Cake boss Steve Ytterborn said: “The popular term fossil-free vehicles means a green wash until all production has been decarbonized, regardless of what fuel they run on.”

He added: “To understand and address our own impact, we have measured emissions from our entire production chain for a Cake Kalk GOLD, and have started to decarbonize every step to a minimum by 2025. In doing so , our second most important contribution to the planet is to inspire other manufacturers to step up and do the same.”

Vattenfall and Cake have been working on the project since last year, which involved taking the bike apart and trying to assess the CO2e impact of each individual component. This involved working with Cake suppliers. CO2e reduction is currently focused on materials such as aluminum, steel, plastic and rubber, as well as the production of the controller, motor, battery, suspension and electronics of the bike.

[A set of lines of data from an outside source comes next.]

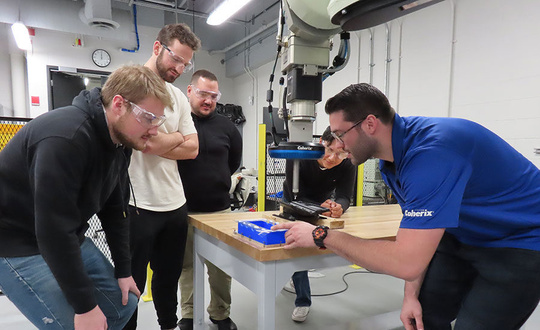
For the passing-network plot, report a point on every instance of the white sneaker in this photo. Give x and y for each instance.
(300, 314)
(291, 284)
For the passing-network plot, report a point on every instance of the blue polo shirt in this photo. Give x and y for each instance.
(455, 174)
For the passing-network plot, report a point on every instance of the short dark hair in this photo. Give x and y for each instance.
(327, 136)
(180, 32)
(360, 100)
(204, 74)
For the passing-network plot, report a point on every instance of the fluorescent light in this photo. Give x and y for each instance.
(22, 37)
(225, 10)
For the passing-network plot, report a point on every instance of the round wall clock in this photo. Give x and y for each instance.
(101, 58)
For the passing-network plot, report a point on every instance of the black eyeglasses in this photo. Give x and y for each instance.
(179, 59)
(339, 136)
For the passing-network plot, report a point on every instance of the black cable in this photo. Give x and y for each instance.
(366, 271)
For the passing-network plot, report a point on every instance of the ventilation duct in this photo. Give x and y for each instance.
(98, 14)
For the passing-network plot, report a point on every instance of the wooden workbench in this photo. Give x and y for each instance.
(265, 269)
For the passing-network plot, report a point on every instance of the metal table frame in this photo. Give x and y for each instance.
(265, 279)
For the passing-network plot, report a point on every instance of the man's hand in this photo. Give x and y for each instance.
(411, 314)
(92, 320)
(163, 143)
(299, 234)
(127, 284)
(336, 210)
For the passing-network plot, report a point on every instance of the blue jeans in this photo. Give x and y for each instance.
(481, 288)
(303, 291)
(30, 285)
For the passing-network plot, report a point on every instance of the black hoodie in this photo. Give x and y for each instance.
(207, 178)
(55, 173)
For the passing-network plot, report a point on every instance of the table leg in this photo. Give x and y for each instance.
(198, 289)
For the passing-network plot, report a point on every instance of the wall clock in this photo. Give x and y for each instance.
(101, 58)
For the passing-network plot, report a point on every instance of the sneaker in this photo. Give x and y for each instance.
(291, 284)
(300, 313)
(226, 324)
(185, 324)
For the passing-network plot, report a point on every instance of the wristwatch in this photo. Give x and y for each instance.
(319, 234)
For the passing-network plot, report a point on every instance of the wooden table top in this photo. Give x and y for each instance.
(370, 222)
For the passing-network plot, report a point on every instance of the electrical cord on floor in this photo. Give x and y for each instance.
(365, 271)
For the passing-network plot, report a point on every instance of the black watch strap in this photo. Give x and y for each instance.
(319, 234)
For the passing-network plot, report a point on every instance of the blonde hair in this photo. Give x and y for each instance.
(135, 83)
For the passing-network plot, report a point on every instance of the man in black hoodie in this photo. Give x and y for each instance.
(56, 172)
(207, 181)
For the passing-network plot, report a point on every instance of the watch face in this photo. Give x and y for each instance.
(101, 58)
(318, 233)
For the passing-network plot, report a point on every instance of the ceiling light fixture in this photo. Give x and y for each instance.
(22, 36)
(225, 10)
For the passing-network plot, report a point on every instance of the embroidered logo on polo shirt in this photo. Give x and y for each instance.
(418, 213)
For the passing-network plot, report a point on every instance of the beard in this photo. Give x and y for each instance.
(163, 71)
(361, 151)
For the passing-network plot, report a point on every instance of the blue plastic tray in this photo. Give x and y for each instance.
(259, 230)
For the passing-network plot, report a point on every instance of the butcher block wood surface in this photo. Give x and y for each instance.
(369, 222)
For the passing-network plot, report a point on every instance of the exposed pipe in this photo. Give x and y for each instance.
(358, 69)
(371, 56)
(452, 59)
(399, 65)
(173, 10)
(388, 60)
(246, 38)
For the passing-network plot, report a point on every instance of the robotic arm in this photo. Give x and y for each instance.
(306, 55)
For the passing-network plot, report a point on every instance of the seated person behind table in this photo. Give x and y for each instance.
(319, 179)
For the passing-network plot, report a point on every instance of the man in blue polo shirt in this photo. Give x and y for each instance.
(468, 246)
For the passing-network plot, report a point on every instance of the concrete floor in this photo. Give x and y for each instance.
(371, 301)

The company previously announced that it was working with Papershell to develop a paper-based natural fiber composite that could replace plastic.

Cake and Vattenfall and work with existing suppliers and reach out to “innovative manufacturers of alternative components and materials”.

The 1186 kg of CO2e that Cake claims is produced during the production of a Kalk OR bike is lower than the 1334 kg of CO2e created during the production of a 46-inch LED TV – and significantly lower than the 23 to 35 tonnes. of CO2e produced during the manufacture of an electric car.

For a more in-depth comparison, Cake says that producing a pair of jeans created 33 kg of CO2e and preparing 1 kg of beef produces around 60 kg of CO2. Using a 60 liter tank of petrol in a combustion engine car creates around 182 kg of CO2e.